Baby hadn't even been weighed at this stage, coz the midwife/registrar were too busy trying to get the placenta out, but when they finally did get round to weighing him we all guessed how big he would be. I guessed 6lb12oz and he was 6lb11.5oz so pretty damn close!
I left them to it at this stage, I had been at the hospital for nearly 36 hours, had about 2 hours interrupted sleep in the lazy boy, and was in desperate need of a shower. I cried my eyes out all the way home from exhaustion, and shock, and relief, and of course happiness that he was finally out in one piece. When I left they were trying to get him to feed as with her having gest diabetes it's important for his blood sugar that he has a decent feed.
I came home, saw the kids for about 1/2 hour, sent my midwife a text to tell her baby had arrived (we had run into her on Fri at the hospital) and thanking her for not letting my births be as horrific as this one, and then went to bed at about 8.30pm. I slept till 12.30pm today, I was sooooo shattered.
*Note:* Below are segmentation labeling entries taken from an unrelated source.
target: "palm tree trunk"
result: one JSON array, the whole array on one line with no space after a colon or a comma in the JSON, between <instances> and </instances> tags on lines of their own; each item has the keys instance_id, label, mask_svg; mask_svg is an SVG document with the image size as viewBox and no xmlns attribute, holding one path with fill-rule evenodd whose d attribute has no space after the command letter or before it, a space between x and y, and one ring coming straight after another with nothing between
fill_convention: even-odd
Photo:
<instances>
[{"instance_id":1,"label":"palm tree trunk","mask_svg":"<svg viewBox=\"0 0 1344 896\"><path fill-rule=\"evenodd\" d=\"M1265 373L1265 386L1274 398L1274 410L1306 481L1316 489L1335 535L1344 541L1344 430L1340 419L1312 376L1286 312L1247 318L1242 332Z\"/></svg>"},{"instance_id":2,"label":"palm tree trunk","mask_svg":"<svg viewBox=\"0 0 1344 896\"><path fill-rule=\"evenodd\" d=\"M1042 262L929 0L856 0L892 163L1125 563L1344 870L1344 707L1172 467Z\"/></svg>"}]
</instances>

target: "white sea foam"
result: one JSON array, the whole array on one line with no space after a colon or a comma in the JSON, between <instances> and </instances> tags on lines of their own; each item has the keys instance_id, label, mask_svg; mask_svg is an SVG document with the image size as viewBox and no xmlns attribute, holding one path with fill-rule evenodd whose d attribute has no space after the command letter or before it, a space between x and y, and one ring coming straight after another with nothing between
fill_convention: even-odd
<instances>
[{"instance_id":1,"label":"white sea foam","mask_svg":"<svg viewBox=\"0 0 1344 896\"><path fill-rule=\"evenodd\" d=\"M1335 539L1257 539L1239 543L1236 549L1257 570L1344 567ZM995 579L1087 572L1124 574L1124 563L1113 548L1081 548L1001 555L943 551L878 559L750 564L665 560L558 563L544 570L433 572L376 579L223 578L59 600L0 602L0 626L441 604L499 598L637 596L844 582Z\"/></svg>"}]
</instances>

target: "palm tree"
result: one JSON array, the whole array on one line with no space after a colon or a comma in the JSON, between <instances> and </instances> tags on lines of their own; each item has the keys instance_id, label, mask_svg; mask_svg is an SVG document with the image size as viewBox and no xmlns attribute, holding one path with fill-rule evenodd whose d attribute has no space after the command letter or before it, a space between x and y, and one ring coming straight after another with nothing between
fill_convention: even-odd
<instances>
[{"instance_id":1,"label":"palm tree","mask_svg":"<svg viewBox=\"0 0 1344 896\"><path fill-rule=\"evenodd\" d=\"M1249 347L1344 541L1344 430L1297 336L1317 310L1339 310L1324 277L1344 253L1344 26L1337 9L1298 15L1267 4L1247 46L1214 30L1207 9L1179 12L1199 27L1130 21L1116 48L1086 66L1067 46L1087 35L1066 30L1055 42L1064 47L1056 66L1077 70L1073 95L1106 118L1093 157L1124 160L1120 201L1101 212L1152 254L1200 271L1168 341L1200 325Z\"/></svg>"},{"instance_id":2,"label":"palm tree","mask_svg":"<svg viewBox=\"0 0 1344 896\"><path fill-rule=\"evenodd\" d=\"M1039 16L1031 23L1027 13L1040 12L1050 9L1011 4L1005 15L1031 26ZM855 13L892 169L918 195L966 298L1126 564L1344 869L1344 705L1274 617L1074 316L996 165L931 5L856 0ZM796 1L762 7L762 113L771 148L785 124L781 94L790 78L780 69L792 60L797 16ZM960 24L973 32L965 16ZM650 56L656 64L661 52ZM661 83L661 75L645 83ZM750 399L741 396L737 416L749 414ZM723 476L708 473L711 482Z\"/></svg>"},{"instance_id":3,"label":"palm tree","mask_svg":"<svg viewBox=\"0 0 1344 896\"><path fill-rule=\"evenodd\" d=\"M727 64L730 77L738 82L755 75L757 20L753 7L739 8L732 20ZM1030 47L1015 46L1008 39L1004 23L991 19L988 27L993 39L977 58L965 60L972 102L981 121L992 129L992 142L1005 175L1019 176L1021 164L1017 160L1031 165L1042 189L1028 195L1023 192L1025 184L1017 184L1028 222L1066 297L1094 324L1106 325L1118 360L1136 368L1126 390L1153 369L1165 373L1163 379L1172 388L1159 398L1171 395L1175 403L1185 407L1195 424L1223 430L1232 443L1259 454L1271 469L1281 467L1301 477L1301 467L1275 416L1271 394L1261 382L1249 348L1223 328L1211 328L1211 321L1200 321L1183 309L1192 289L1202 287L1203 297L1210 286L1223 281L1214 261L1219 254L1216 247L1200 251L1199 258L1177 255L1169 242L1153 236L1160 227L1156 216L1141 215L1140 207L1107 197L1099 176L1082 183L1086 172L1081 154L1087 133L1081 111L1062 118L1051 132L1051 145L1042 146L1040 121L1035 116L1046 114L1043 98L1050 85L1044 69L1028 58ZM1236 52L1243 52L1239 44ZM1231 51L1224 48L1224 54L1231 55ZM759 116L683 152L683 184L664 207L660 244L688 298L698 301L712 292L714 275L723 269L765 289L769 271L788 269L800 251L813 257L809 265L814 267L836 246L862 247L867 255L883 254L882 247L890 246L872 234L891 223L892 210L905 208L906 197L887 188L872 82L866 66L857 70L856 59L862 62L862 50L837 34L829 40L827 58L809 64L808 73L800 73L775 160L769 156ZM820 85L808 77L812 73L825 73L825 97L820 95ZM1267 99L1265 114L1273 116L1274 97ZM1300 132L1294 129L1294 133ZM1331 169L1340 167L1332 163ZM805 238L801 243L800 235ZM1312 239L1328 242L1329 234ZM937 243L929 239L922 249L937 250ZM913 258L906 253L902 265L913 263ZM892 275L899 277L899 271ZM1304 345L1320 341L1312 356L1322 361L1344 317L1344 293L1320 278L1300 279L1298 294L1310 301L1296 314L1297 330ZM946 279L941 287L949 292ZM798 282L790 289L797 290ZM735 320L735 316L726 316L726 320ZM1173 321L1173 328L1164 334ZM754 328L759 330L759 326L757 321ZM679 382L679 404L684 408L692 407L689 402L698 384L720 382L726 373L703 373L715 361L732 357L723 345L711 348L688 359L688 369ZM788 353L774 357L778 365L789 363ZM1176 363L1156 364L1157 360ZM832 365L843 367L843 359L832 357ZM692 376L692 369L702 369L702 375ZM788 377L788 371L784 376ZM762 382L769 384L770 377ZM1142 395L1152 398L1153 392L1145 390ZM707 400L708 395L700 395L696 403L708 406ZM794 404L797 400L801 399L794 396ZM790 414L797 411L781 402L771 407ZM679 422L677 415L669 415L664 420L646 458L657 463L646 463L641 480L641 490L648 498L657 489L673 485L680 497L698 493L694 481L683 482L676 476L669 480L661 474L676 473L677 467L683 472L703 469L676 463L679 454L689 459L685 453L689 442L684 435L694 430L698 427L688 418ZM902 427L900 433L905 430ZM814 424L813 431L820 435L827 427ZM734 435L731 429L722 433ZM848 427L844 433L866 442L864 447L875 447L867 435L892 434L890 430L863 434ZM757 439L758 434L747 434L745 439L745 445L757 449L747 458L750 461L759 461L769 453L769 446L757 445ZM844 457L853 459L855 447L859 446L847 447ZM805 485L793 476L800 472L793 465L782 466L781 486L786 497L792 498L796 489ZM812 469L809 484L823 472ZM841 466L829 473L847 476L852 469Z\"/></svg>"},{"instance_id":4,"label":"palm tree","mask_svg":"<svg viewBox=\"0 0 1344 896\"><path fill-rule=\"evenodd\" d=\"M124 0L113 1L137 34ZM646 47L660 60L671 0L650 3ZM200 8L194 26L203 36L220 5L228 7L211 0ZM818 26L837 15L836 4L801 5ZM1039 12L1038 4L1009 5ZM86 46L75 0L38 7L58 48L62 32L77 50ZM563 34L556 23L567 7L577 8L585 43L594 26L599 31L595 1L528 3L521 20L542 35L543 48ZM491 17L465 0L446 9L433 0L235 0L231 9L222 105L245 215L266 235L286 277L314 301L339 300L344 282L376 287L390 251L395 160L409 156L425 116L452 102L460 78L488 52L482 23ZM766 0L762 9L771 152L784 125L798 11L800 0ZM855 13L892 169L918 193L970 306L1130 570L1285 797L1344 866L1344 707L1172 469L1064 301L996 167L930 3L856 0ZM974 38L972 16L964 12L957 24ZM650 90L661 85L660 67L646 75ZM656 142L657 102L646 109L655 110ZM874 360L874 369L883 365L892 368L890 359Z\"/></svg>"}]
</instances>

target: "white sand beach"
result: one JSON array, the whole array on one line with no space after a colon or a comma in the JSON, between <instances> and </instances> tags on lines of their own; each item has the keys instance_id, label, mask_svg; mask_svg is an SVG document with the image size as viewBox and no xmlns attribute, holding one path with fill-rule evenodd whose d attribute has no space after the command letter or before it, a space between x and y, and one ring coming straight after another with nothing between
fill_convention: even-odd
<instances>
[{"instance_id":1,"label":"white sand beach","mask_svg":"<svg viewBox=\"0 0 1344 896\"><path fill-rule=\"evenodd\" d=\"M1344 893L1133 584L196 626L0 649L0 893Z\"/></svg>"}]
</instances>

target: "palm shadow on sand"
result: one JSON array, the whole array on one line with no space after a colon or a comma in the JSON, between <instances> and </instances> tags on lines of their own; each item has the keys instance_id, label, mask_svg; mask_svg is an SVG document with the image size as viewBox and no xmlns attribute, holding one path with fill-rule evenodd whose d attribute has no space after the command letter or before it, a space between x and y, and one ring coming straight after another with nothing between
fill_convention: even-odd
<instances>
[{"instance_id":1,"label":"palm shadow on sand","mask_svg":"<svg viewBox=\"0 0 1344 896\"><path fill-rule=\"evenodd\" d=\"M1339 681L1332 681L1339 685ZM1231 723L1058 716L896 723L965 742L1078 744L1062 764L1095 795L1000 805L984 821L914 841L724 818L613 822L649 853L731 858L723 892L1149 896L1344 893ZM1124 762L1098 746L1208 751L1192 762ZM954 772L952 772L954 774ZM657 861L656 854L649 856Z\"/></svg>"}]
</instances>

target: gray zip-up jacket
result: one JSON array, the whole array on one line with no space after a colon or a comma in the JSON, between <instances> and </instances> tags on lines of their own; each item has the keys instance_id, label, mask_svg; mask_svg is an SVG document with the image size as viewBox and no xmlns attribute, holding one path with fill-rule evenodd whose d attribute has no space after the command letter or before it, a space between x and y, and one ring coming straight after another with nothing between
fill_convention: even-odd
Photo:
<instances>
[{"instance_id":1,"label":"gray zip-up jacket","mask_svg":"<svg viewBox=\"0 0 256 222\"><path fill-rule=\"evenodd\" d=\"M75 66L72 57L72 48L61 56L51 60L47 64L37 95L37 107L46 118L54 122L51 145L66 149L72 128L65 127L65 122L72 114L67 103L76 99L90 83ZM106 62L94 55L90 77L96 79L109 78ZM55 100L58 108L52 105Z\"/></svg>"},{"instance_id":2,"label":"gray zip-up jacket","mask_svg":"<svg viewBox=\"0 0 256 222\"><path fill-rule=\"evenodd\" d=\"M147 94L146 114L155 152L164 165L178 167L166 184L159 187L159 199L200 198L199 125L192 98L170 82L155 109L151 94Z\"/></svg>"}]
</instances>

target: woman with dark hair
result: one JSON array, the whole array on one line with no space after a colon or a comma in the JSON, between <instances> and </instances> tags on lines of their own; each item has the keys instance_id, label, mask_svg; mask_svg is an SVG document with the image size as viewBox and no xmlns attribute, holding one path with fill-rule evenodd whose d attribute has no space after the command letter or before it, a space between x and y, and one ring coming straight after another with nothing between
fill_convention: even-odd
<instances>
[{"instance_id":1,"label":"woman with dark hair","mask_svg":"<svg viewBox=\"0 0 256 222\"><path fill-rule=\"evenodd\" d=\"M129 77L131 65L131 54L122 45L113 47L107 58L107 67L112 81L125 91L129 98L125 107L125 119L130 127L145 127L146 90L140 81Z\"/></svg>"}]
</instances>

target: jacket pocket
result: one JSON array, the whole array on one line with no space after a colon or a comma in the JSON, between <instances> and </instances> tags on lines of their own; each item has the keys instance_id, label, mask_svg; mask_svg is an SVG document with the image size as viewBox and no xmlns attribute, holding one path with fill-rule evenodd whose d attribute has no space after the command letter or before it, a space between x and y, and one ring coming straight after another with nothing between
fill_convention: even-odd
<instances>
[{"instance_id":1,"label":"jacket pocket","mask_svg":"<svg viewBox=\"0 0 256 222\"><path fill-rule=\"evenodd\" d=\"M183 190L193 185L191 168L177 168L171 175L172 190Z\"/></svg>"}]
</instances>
One good thing tho, Willie was a legend and coped brilliantly with the kids, which makes me feel a bit more secure about leaving him alone with them when I go to Wellington next month!
It's really changed my perspective on things, I've been incredibly lucky to have had three brilliant births, and three babies born with Apgars of 9 and 10 (Maya's were both 10's). I spoke to my friend today and she is recovering, still in shock I think, baby ended up being born on the twins birthday so she is now a single mum of 2 12-mth olds and a newborn. I suspect I will be seeing a lot more of her in the next couple of months while she gets her head around it.
Oh and a huge thanks to people who've donated to Bundles of Love, we gave her a box of baby clothes and blankets as she had nothing for him (all the twins baby stuff is in Oz still) and my lovely boss gave her a gorgeous Albetta outfit and Mokopuna beanie and booties for him.
Whew, that was long! I am still recovering!
ETA: When I got in the shower, I discovered my shoulders and upper arms are covered in bruises, this birth support stuff is a physical job!